Syarat Publikasi Penelitian melalui Scopus Persulit Kelulusan
Dikutip dari mediaindonesia.com, kewajiban memublikasi penelitian melalui jurnal internasional terindeks Scopus rupanya menjadi salah satu kendala kelulusan mahasiswa S3. Rektor Universitas Indonesia, Ari Kuncoro, mengungkapkan, tidak hanya mahasiswa S3, bahkan dosen pun sulit menembus jurnal internasional terindeks Scopus.
“Itu (jurnal Scopus) kan seperti nulis paper kemudian ada wasitnya di sana.
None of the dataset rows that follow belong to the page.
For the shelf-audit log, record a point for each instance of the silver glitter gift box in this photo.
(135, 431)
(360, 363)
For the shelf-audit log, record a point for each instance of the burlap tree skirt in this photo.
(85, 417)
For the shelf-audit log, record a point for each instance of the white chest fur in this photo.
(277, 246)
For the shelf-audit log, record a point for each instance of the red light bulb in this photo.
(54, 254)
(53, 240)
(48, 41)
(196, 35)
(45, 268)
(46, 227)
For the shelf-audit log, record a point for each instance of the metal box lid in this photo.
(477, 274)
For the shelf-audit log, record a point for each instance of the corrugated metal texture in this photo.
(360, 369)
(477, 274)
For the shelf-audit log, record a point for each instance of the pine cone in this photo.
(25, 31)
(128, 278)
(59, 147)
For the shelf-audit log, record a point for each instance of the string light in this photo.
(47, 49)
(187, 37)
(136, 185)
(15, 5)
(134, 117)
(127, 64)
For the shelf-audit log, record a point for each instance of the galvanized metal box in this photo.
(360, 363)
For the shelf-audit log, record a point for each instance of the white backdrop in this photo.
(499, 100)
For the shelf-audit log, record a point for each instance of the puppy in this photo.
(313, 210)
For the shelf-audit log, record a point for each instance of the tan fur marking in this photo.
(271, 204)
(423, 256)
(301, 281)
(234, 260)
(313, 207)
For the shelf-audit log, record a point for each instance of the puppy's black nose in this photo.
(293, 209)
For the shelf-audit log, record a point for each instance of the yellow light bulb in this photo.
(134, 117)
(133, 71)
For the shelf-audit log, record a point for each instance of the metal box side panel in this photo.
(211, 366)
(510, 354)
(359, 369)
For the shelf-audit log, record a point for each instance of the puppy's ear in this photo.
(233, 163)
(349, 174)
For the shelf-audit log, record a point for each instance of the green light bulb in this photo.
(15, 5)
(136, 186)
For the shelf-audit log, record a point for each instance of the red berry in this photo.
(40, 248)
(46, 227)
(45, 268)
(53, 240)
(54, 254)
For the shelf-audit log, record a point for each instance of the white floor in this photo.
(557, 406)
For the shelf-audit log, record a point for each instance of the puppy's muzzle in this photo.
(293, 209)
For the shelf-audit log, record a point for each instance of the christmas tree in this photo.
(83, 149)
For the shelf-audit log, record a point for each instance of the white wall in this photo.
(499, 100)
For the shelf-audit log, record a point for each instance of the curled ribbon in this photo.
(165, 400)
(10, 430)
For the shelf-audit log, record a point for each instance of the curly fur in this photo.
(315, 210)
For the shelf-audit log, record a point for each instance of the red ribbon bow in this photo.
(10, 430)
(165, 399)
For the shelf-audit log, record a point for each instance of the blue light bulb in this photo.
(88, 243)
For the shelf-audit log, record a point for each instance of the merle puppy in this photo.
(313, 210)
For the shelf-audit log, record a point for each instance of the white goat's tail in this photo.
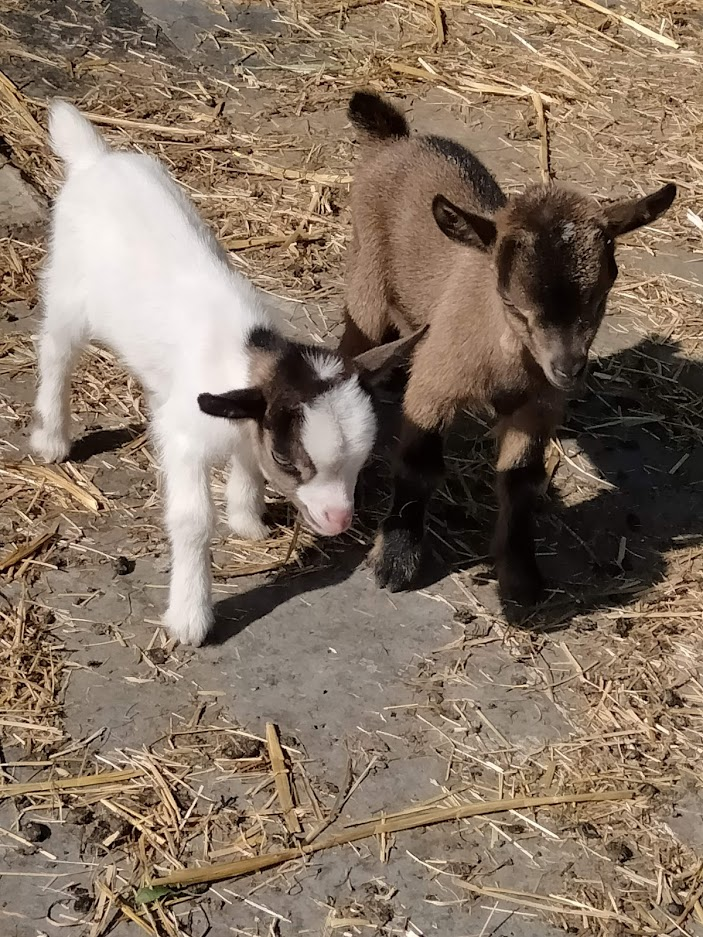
(73, 138)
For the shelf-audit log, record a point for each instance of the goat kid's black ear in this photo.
(630, 214)
(377, 362)
(246, 404)
(463, 226)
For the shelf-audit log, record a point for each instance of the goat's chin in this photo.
(566, 387)
(311, 524)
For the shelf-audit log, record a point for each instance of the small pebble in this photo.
(83, 904)
(124, 566)
(672, 699)
(619, 852)
(35, 832)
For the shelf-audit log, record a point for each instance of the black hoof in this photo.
(396, 560)
(520, 583)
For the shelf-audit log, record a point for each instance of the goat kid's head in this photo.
(313, 418)
(554, 259)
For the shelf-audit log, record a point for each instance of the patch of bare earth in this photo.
(434, 769)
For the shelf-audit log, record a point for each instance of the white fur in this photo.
(338, 429)
(132, 266)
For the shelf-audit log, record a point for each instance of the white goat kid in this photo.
(132, 266)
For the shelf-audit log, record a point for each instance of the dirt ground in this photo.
(385, 706)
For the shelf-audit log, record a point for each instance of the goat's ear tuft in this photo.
(463, 226)
(630, 214)
(377, 362)
(248, 403)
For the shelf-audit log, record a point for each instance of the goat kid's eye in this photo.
(281, 460)
(514, 311)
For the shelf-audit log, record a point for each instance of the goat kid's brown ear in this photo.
(630, 214)
(463, 226)
(246, 404)
(376, 363)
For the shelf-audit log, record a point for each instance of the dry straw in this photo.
(611, 100)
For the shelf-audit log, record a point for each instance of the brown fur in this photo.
(513, 290)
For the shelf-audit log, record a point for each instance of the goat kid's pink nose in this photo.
(339, 519)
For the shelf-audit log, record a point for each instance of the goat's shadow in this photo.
(637, 428)
(639, 425)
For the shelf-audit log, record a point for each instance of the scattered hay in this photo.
(588, 94)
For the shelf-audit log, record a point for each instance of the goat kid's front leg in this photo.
(60, 342)
(397, 555)
(189, 521)
(245, 496)
(523, 439)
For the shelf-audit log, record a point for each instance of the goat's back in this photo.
(131, 255)
(395, 234)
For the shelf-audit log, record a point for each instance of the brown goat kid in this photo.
(514, 290)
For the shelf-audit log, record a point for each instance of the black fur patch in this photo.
(488, 192)
(420, 466)
(264, 339)
(505, 260)
(376, 117)
(555, 285)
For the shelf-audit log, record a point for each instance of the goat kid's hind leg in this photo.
(62, 339)
(189, 521)
(523, 439)
(245, 496)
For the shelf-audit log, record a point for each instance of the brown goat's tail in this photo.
(376, 119)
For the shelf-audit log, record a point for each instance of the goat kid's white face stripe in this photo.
(339, 429)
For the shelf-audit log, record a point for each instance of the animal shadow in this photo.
(630, 486)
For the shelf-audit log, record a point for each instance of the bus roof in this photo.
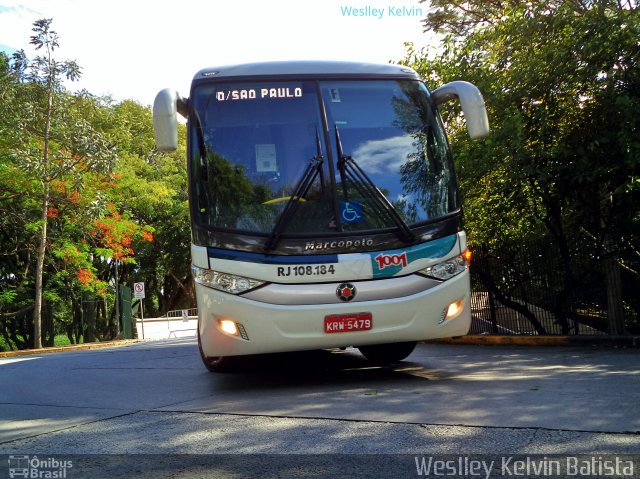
(307, 68)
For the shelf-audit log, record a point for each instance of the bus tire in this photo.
(387, 353)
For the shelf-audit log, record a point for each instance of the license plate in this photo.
(345, 323)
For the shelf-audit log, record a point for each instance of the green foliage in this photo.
(110, 197)
(562, 87)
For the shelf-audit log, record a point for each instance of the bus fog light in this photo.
(228, 326)
(232, 328)
(453, 310)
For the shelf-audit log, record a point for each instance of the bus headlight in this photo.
(229, 283)
(449, 268)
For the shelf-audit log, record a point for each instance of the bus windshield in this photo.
(309, 157)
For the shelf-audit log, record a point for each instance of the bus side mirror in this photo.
(165, 121)
(472, 103)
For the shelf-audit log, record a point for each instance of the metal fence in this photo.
(532, 289)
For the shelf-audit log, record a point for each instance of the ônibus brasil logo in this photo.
(385, 260)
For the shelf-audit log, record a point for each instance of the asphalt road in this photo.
(157, 398)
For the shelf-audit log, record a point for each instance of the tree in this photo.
(562, 86)
(57, 144)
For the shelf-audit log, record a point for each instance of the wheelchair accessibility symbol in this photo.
(351, 212)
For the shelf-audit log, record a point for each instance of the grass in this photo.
(59, 340)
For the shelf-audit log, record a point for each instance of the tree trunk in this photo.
(42, 248)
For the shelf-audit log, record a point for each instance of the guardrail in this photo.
(175, 324)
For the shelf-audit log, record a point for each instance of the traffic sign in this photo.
(138, 290)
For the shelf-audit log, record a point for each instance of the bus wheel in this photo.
(387, 353)
(217, 364)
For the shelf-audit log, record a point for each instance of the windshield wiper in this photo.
(313, 170)
(350, 170)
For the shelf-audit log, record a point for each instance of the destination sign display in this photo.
(277, 92)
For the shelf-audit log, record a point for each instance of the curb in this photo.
(63, 349)
(495, 340)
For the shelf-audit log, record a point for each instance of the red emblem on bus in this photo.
(346, 291)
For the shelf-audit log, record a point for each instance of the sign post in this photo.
(138, 292)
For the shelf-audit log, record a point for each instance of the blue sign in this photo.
(351, 212)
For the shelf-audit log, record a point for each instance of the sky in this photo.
(131, 49)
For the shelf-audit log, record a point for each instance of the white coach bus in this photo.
(324, 208)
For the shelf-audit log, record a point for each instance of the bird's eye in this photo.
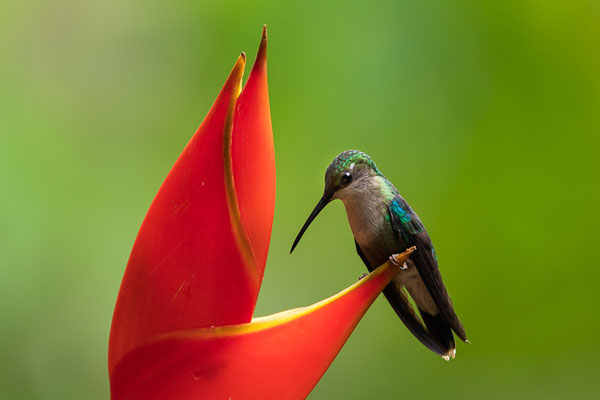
(346, 178)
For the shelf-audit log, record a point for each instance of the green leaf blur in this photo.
(486, 116)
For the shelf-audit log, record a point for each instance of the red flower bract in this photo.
(182, 327)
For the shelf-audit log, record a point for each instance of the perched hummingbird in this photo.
(384, 224)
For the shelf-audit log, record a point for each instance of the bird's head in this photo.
(348, 172)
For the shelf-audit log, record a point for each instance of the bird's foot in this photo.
(395, 261)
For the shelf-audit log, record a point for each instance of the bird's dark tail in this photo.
(441, 330)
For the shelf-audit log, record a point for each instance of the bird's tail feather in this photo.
(441, 330)
(405, 311)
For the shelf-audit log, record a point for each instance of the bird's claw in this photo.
(395, 261)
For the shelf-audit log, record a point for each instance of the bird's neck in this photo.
(367, 206)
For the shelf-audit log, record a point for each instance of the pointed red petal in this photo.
(253, 159)
(186, 259)
(278, 357)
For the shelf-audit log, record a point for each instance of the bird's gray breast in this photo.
(372, 231)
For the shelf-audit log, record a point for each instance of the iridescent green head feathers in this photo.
(347, 167)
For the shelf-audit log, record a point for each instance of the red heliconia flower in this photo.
(183, 327)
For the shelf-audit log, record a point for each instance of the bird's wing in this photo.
(405, 312)
(410, 230)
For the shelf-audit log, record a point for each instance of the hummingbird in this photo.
(383, 224)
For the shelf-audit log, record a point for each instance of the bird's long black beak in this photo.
(320, 205)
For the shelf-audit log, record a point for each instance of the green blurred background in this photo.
(485, 115)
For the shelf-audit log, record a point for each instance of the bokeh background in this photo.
(485, 115)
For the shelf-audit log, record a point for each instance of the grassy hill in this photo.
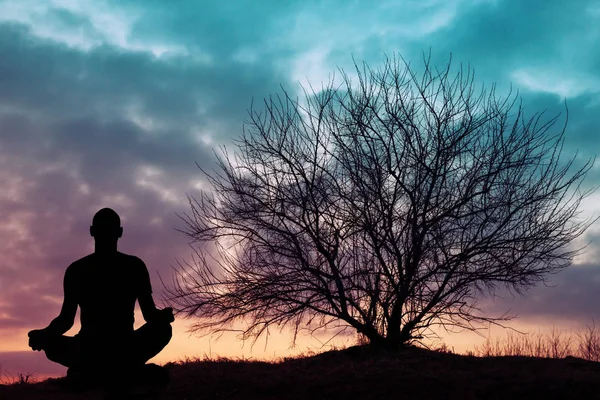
(362, 373)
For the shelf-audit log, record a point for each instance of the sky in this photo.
(111, 103)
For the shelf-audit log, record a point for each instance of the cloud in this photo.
(111, 103)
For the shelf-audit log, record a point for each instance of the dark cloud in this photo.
(111, 103)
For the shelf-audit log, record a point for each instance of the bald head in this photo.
(106, 226)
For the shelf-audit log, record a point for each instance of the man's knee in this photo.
(161, 331)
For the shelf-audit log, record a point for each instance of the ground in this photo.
(361, 373)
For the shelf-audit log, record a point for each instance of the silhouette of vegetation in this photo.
(387, 204)
(360, 372)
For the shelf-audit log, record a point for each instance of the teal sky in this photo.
(111, 103)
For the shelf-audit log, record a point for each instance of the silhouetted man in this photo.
(105, 285)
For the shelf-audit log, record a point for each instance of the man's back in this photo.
(106, 287)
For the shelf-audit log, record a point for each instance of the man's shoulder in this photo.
(77, 264)
(133, 260)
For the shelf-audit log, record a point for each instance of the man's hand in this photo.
(165, 315)
(38, 339)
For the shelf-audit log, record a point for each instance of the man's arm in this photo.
(64, 321)
(66, 318)
(144, 296)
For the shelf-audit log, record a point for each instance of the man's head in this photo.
(106, 226)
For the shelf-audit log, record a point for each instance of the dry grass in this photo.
(552, 366)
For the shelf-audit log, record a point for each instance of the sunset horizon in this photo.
(117, 104)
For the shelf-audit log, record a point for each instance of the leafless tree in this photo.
(387, 203)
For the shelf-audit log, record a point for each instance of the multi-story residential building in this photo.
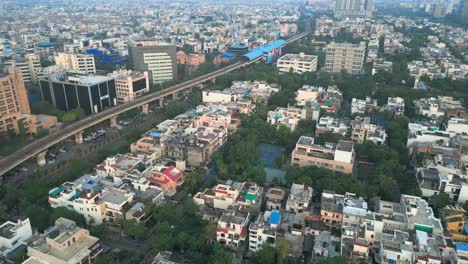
(396, 105)
(29, 65)
(158, 59)
(248, 195)
(76, 62)
(119, 166)
(455, 221)
(90, 200)
(168, 179)
(13, 100)
(291, 116)
(337, 157)
(275, 198)
(440, 106)
(191, 60)
(298, 63)
(427, 133)
(359, 106)
(35, 68)
(13, 235)
(64, 243)
(419, 215)
(263, 230)
(331, 99)
(354, 9)
(462, 248)
(15, 114)
(363, 130)
(130, 85)
(458, 126)
(292, 230)
(150, 145)
(212, 97)
(345, 57)
(325, 246)
(381, 65)
(232, 228)
(299, 198)
(221, 196)
(308, 94)
(331, 208)
(334, 125)
(67, 91)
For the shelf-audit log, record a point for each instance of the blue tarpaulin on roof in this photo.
(254, 54)
(155, 134)
(275, 218)
(46, 44)
(227, 55)
(462, 246)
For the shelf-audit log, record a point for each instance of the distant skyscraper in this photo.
(13, 99)
(354, 8)
(159, 59)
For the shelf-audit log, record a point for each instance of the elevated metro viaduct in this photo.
(39, 147)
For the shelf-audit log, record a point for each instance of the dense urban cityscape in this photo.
(215, 131)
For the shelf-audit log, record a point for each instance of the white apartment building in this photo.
(362, 131)
(291, 116)
(232, 228)
(418, 133)
(345, 56)
(263, 230)
(458, 126)
(395, 105)
(336, 157)
(299, 198)
(219, 97)
(64, 243)
(359, 106)
(130, 85)
(429, 107)
(308, 94)
(221, 196)
(95, 205)
(30, 67)
(333, 125)
(34, 64)
(13, 235)
(299, 63)
(76, 62)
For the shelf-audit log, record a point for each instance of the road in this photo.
(36, 147)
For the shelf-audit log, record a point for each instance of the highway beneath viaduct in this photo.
(38, 147)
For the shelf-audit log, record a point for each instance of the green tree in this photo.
(439, 201)
(135, 230)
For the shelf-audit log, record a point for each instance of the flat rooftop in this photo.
(298, 57)
(114, 196)
(88, 80)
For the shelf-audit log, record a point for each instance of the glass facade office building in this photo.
(92, 93)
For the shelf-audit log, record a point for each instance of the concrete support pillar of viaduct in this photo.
(40, 158)
(145, 108)
(113, 121)
(79, 137)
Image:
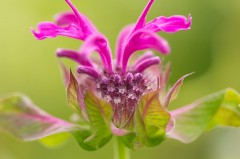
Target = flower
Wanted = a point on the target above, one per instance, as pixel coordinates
(113, 97)
(114, 81)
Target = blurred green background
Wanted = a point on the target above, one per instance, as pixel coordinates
(211, 49)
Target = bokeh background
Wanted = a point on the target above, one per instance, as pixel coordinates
(211, 49)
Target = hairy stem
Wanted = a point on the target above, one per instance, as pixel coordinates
(120, 150)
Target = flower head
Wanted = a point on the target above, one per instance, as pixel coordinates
(113, 97)
(113, 80)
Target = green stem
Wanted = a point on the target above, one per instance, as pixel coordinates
(120, 150)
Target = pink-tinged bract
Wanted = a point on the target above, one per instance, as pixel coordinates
(122, 97)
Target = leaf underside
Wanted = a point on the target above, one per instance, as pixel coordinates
(151, 120)
(219, 109)
(23, 120)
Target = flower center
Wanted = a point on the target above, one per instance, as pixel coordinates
(123, 92)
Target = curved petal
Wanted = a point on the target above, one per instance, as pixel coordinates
(122, 38)
(75, 56)
(142, 19)
(84, 24)
(89, 71)
(51, 30)
(143, 39)
(146, 63)
(146, 55)
(21, 118)
(169, 24)
(65, 18)
(73, 25)
(99, 43)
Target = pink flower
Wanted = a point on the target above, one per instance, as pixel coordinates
(111, 97)
(114, 81)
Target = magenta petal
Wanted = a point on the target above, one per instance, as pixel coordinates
(99, 43)
(146, 55)
(65, 18)
(142, 20)
(86, 26)
(122, 38)
(146, 63)
(51, 30)
(75, 56)
(169, 24)
(143, 39)
(117, 131)
(89, 71)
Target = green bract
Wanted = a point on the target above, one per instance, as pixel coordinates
(151, 125)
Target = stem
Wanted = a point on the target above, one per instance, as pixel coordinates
(120, 150)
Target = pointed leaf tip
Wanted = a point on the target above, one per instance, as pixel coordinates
(219, 109)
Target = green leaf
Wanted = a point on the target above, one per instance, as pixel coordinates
(220, 109)
(99, 115)
(151, 120)
(25, 121)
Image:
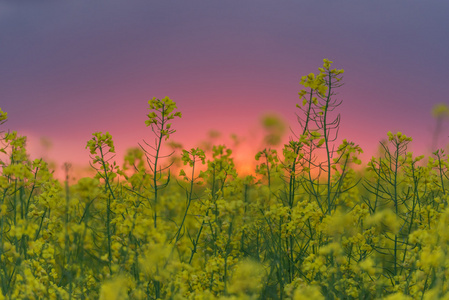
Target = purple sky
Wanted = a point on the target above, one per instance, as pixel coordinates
(70, 68)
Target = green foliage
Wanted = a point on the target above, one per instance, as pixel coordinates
(306, 225)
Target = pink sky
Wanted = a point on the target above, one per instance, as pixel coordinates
(70, 69)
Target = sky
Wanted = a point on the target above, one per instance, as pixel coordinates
(71, 68)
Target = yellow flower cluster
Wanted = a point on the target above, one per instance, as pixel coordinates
(306, 225)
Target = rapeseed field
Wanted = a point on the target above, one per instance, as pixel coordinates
(307, 224)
Kalau misalnya memenuhi syarat ya boleh, tapi memenuhi syarat selalu ada revisi perbaikan jadi nggak mungkin langsung selesai. Nah kalau itu dijadikan syarat kelulusan, banyak yang terhambat,” kata Ari kepada Media Indonesia, Minggu (15/12).
Ari mencontohkan, karya tulis di bidang ilmu sosial bisa memakan waktu hingga 18 bulan untuk menunggu kabar jika lolos publikasi, jika tidak, maka bisa nemakan waktu tiga tahun baru dipublikasikan. Karena dirasa dapat menghambat kelulusan, Ari pun menyarankan agar publikasi penelitian melalui jurnal internasional terindeks Scopus tidak dijadikan syarat kelulusan mahasiswa S3.
“Jadi saya sarankan kembali saja ke metode lama, misalnya ada proposal disertatasi, ada pengajuan pra proposal, dan sidang promosi, untuk mengganti scopus itu bisa diserahkan penilaiannya kepada tim ahli yang dibentuk oleh masing-masing universitas, apakah hasil karyanya sudah sesuai/setara dengan Scopus,” jelas Ari.
Kemudian jika proposal itu memenuhi syarat, baru diajukan untuk dipublikasikan oleh jurnal terindeks Scopus, misalnya dengan mengikutsertakan pembimbingnya. Bagi mahasiswa yang karyanya lolos publikasi, berhak mendapatkan dua ijazah yakni ijazah kelulusan dan ijazah kemampuan menulis ilmiah.
“Jadi berarti dia (mahasiswa yang lolos publikasi Scopus) akan mendapatkan bobot tambahan. Nanti kalau ijazah pertama, keluar ijazah lulus, tapi nanti kalau dia bisa nembus Scopus bisa keluar ijazah kedua yang namanya ijazah kemampuan menulis ilmiah di situ credit bukan hanya dia, tapi pembimbingnya juga tercantum dalam ijazah tersebut,” tuturnya.
Bagi dosen pembimbimbing yang namanya tercantum di ijazah tersebut, bisa menggunakannya untuk promosi naik pangkat, sehingga bermanfaat bagi dosen maupun mahasiswa.
“Jangan dihapus tapi jangan dijadikan syarat kelulusan, itu repot. Orang dosennya aja susah nulisnya,” tandasnya.